The Wall Street Journal Law Blog reports:
TweetChicago has been at the epicenter of disputes over gun rights for the past year, highlighted by a 7th Circuit ruling this week blocking a strict gun ordinance in the city.
First, some quick history. The Supreme Court last summer struck down a Chicago ordinance that effectively banned handguns in the city, a landmark ruling that held that the Second Amendment applies to states.
In the wake of that ruling, Chicago enacted another ordinance that required gun owners to get firearms training but that banned firing ranges within the city limits.
Litigation ensued claiming the new Chicago ordinance violates the Second Amendment, as we previously noted.

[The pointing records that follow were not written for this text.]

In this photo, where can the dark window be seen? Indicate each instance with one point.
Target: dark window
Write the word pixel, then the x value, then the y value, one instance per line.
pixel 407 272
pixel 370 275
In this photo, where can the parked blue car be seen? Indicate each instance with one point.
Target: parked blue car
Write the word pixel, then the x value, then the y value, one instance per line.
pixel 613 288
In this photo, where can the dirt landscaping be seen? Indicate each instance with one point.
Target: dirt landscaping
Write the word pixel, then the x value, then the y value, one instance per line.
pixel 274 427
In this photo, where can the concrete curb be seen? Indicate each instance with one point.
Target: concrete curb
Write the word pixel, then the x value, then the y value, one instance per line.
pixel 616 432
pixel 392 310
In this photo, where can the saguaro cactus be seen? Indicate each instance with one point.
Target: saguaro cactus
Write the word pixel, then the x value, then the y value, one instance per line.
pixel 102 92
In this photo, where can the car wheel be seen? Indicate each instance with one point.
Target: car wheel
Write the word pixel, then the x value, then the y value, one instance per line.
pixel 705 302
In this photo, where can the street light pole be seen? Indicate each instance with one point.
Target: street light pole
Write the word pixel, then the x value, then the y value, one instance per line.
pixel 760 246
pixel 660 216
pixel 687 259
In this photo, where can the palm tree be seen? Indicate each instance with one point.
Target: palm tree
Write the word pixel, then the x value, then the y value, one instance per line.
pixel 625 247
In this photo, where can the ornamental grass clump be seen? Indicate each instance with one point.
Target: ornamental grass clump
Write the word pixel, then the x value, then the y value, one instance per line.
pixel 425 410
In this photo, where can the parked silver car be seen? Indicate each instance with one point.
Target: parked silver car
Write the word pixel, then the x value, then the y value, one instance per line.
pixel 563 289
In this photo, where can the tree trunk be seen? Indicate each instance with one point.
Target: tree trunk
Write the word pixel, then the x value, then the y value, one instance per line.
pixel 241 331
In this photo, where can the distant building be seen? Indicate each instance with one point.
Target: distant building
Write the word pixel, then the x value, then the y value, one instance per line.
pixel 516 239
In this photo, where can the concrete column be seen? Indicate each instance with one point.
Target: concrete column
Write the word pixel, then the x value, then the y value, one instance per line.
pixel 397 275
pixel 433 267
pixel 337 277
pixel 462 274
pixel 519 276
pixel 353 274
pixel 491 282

The 7th Circuit enjoined the ordinance, ruling Wednesday that those objecting to the ordinance have “a strong likelihood of success on the merits.” (Here’s a Chicago Tribune report and here’s the ruling.) In her opinion, 7th Circuit Judge Ilana Rovner wrote that the ordinance was “too cute by half” and amounted to “a thumbing of the municipal nose at the Supreme Court.”
Over at the Volokh Conspiracy blog, law professor David Kopel calls the 7th Circuit ruling “tremendously important,” noting that “the right to practice with firearms is an important ancillary to the core of the Second Amendment.”
The Chicago City Council sprung into action in the wake of the ruling, crafting a new ordinance that allows gun ranges in Chicago.
But the latest Chicago gun ordinance still has restrictions that displease gun-rights advocates, the Chicago Sun-Times reports.
The ordinance bans Chicago ranges within 1,000 feet of a school, park, place of worship, day care center, liquor store, library, museum, hospital or residential district.
The National Rifle Association told the Sun-Times that the ordinance is so restrictive it could invite another lawsuit.
“This is protected constitutional activity. If the city wants to continue to deny it, as they have with their revised gun ordinance, then obviously they haven’t learned anything from court rulings and our tenacity,” said Todd Vandermyde, Illinois legislative liaison for the NRA.